Since seminary is the ordinary route, only an extraordinary man can dispense with it. And who is that? Or, rather, who thinks that he is that?

Beyond Seminary

As noted above, seminary is not calculated to provide all that a man needs to serve in the gospel ministry. A man also needs good practical field experience. Both denominations and seminaries have come to recognize this, and thus require various forms of ministerial apprenticeships and internships. In the days of the Log College, after university or the classical academy, a ministerial candidate would live for several years with a pastor and gain in that way many of the counseling, visitation, administrative, and other pastoral skills that can only be gained in the field and that the best of seminary programs can only begin to provide.

There is, in other words, only so much that can be done in the seminary classroom. No matter how many counseling courses a man may take, for instance, he will never learn what can only be learned by actually counseling people.

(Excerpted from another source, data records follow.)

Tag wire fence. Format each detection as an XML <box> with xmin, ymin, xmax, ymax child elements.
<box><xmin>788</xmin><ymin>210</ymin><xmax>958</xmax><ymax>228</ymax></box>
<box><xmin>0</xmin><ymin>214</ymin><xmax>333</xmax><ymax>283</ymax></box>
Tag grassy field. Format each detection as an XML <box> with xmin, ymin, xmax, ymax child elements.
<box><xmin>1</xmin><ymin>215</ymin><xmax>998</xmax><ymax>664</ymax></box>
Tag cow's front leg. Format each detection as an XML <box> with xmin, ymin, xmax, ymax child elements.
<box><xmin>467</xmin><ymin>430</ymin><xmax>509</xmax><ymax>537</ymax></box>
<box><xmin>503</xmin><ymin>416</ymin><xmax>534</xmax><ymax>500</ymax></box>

This is not to say, though, that seminaries cannot do a better job in teaching denominational history, worship, and polity (government), for example. At seminary, students should study the history of the various Reformed and Presbyterian bodies, as well as their polity and worship. The OPC has expressed concern about the lack of such practical instruction in the seminaries, particularly in OPC distinctives, and has established the Ministerial Training Institute of the OPC to remedy, in part, those shortcomings.

But Which Seminary?

While it is not inconceivable that ministers could receive their training in the Bible somewhere other than at seminary, I do not know where comprehensive, thorough training in all the theological departments goes on other than at seminaries and similar theological schools.

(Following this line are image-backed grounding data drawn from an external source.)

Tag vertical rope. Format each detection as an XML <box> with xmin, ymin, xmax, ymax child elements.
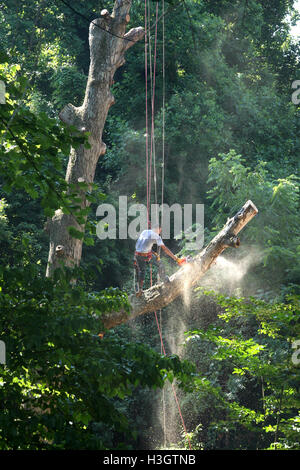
<box><xmin>147</xmin><ymin>0</ymin><xmax>152</xmax><ymax>228</ymax></box>
<box><xmin>160</xmin><ymin>309</ymin><xmax>166</xmax><ymax>448</ymax></box>
<box><xmin>152</xmin><ymin>2</ymin><xmax>159</xmax><ymax>219</ymax></box>
<box><xmin>145</xmin><ymin>0</ymin><xmax>150</xmax><ymax>228</ymax></box>
<box><xmin>153</xmin><ymin>307</ymin><xmax>192</xmax><ymax>450</ymax></box>
<box><xmin>161</xmin><ymin>1</ymin><xmax>166</xmax><ymax>447</ymax></box>
<box><xmin>149</xmin><ymin>1</ymin><xmax>159</xmax><ymax>225</ymax></box>
<box><xmin>144</xmin><ymin>1</ymin><xmax>192</xmax><ymax>451</ymax></box>
<box><xmin>161</xmin><ymin>0</ymin><xmax>165</xmax><ymax>227</ymax></box>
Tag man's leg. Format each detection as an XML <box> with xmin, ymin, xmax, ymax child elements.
<box><xmin>133</xmin><ymin>257</ymin><xmax>140</xmax><ymax>294</ymax></box>
<box><xmin>135</xmin><ymin>256</ymin><xmax>146</xmax><ymax>296</ymax></box>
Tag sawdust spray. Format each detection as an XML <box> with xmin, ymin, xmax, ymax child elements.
<box><xmin>152</xmin><ymin>245</ymin><xmax>263</xmax><ymax>449</ymax></box>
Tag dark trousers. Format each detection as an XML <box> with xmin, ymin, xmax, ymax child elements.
<box><xmin>134</xmin><ymin>253</ymin><xmax>165</xmax><ymax>288</ymax></box>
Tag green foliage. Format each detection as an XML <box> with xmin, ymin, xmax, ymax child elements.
<box><xmin>0</xmin><ymin>60</ymin><xmax>88</xmax><ymax>218</ymax></box>
<box><xmin>0</xmin><ymin>262</ymin><xmax>195</xmax><ymax>449</ymax></box>
<box><xmin>0</xmin><ymin>0</ymin><xmax>299</xmax><ymax>451</ymax></box>
<box><xmin>51</xmin><ymin>65</ymin><xmax>86</xmax><ymax>110</ymax></box>
<box><xmin>0</xmin><ymin>48</ymin><xmax>196</xmax><ymax>450</ymax></box>
<box><xmin>207</xmin><ymin>150</ymin><xmax>300</xmax><ymax>291</ymax></box>
<box><xmin>184</xmin><ymin>290</ymin><xmax>300</xmax><ymax>449</ymax></box>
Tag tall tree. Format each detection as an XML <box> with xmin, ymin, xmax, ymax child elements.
<box><xmin>46</xmin><ymin>0</ymin><xmax>144</xmax><ymax>276</ymax></box>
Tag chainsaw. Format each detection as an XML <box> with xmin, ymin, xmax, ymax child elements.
<box><xmin>176</xmin><ymin>255</ymin><xmax>194</xmax><ymax>265</ymax></box>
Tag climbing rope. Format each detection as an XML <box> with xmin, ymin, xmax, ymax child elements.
<box><xmin>144</xmin><ymin>0</ymin><xmax>192</xmax><ymax>451</ymax></box>
<box><xmin>151</xmin><ymin>2</ymin><xmax>159</xmax><ymax>218</ymax></box>
<box><xmin>161</xmin><ymin>0</ymin><xmax>166</xmax><ymax>448</ymax></box>
<box><xmin>145</xmin><ymin>0</ymin><xmax>150</xmax><ymax>228</ymax></box>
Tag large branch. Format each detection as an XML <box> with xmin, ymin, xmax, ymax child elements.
<box><xmin>101</xmin><ymin>200</ymin><xmax>258</xmax><ymax>330</ymax></box>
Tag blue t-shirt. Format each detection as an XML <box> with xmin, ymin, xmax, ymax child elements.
<box><xmin>135</xmin><ymin>229</ymin><xmax>164</xmax><ymax>253</ymax></box>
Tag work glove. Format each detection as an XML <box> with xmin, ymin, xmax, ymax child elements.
<box><xmin>176</xmin><ymin>257</ymin><xmax>186</xmax><ymax>266</ymax></box>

However, not any seminary will do. Since all ministers are called upon to “guard what was committed to your trust,” a ministerial candidate should be an active part of a Reformed, confessional church that regards him as fit for the ministry and can commend him to a seminary that is thoroughly confessional — that is, that guards the theological trust that Christ has given to his church.

No man should attend a seminary that does not confess Christ in all his fullness, manifested in part by its fidelity to the Reformed and Presbyterian confessions. The seminary should be dedicated to training men for the gospel ministry.

Finally, as John Donne said, “No man is an island.” Men preparing for the ministry need to learn collegiality in the seminary, so as to prepare them to work in church courts.

Thus we see that a seminary education is a necessary and important part of pastoral training today.

By Alan D. Strange (OPC Minister) and reprinted from New Horizons, October 1999.